Although most see her as an outdated throwback to colonial days, Australians decided in a landmark referendum today to keep Britain's Queen Elizabeth II as their head of state.

The result was a major victory for Prime Minister John Howard and other monarchists, who claimed a victory for stable government.

"Today is a very, very special day in the history of our great country," Kerry Jones, who led the monarchist campaign, told cheering supporters at a victory party. "The Australian people have had their say, and they said 'no' to dumping the queen."

Voters were asked if they wanted to change the 98-year-old constitution to establish Australia as a republic and replace the queen as head of state with a president appointed by Parliament.

With almost 80 percent of ballots counted, 55 percent of the voters cast votes against the republic, compared with 45 percent in favor.

Those who had hoped the vote would establish Australia as the world's 147th republic vowed not to give up the fight.
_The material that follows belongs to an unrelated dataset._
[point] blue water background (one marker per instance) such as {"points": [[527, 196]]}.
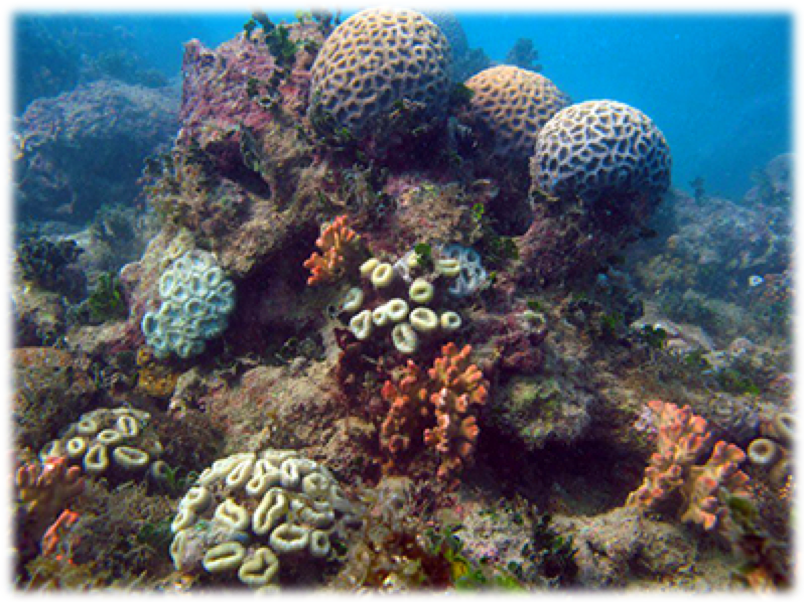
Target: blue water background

They said it was the proposed republic model that voters rejected and noted that opinion polls indicate Australians favor a republic in general. The referendum proposed that the president be appointed by a two-thirds majority of legislators. Polls indicate that people favor a direct election.

"It's a great pity and very disappointing," said Ted Smout, 101, after voting for the republican plan at a polling booth near his home in Sandgate in Queensland state. Smout said he would probably not be around to see it, but "Australia will become a republic, it's just a matter of time. It's evolution."

Billy Porter, a 22-year-old electrician, voted to keep the queen. "I'm not a hard-core monarchist," he said.

"The reason I'm voting 'no' is because we already have a good system, and for financial reasons. It will cost millions to change."

Settled as a British colony in 1788, Australia has been an independent nation since its six states federated in 1901. But like many Commonwealth countries such as Canada and New Zealand, it still recognizes the British monarch as its head of state.

By rejecting the referendum, Australia will remain one of 64 nations with a monarch as head of state.

After the vote, Elizabeth, who with her husband Prince Phillip is scheduled to visit Australia in March, issued a statement from Buckingham Palace in London.

"I respect and accept this result," she said.

"I have always made it clear that the future of the monarchy in Australia is an issue for the Australian people and them alone to decide, by democratic and constitutional means."

CAPTION: James Darby, a monarchist, waves the Australian flag to celebrate his side's victory over pro-republic forces.